Pity...party of one...Pity?

So far this year isn't going so hot.  I guess, I should be happy that in the snow storm I have run 3 times this year.  I did get my Cycle Day 3 labwork done (waiting for results).  I am still scheduled to get more labwork done after I ovulate.  The HSG test cannot get scheduled for this cycle.  This is the test I have been trying to get done since October.  This time there is no radiologist who is able to assist on the procedure.  I am very upset by this and after shedding some tears, I am trying to pick myself back up.


It is SO hard with Jeff gone Monday morning through Friday evenings.  I miss him even if we just sit on our couches and watch TV together at least we are TOGETHER.  Last night I came home from running, took a shower and sat by myself  until I decided to just go to bed to watch TV.  It is so lonely.
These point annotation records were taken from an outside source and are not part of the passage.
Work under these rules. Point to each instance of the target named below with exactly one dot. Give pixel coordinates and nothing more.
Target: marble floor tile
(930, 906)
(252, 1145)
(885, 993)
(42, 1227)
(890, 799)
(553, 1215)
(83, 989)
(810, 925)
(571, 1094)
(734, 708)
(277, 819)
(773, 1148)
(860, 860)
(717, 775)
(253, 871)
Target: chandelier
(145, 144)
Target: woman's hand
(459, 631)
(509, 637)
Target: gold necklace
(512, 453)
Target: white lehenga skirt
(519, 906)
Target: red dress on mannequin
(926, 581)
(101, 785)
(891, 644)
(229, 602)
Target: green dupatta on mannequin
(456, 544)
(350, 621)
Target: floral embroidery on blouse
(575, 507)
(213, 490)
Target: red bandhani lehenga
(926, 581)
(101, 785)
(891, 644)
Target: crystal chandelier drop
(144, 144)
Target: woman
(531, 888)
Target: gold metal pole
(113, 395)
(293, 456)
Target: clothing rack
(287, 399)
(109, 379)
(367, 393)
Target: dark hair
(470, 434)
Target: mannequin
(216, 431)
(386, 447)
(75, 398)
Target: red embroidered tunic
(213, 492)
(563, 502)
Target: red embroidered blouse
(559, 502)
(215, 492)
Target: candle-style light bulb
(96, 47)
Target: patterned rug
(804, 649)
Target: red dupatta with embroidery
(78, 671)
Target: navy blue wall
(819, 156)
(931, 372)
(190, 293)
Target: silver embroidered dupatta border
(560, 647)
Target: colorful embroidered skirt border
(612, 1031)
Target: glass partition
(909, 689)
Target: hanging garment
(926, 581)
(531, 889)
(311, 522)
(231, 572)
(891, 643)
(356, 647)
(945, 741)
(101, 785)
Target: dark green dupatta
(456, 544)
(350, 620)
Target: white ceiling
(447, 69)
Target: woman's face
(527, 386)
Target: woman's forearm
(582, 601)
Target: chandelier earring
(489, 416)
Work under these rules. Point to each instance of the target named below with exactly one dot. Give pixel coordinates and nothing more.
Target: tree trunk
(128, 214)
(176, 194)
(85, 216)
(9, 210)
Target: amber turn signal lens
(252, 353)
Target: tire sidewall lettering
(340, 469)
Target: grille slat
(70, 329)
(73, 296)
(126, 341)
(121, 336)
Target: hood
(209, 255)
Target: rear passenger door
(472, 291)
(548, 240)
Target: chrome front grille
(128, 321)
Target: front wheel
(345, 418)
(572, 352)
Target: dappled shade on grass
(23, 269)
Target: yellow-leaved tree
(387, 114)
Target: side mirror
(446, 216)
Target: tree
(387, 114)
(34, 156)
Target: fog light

I am really struggling with the fact that I should be having a baby in six weeks instead of still trying to get pregnant.  I am still not 'over' losing the baby.  Apparently, everyone things I should be fine and dandy, but I am not, maybe I would feel better if I were pregnant again, but maybe not.  I am still mourning the loss of our first baby.

2 comments:

  1. Michelle,

    Hi...I would love to e-mail you, but I must have had your e-mail saved in my other account. Can you drop me an e-mail at: astibbetts@gmail.com so I have yours?

    Blessings! Ashley (from An Orphan's Wish)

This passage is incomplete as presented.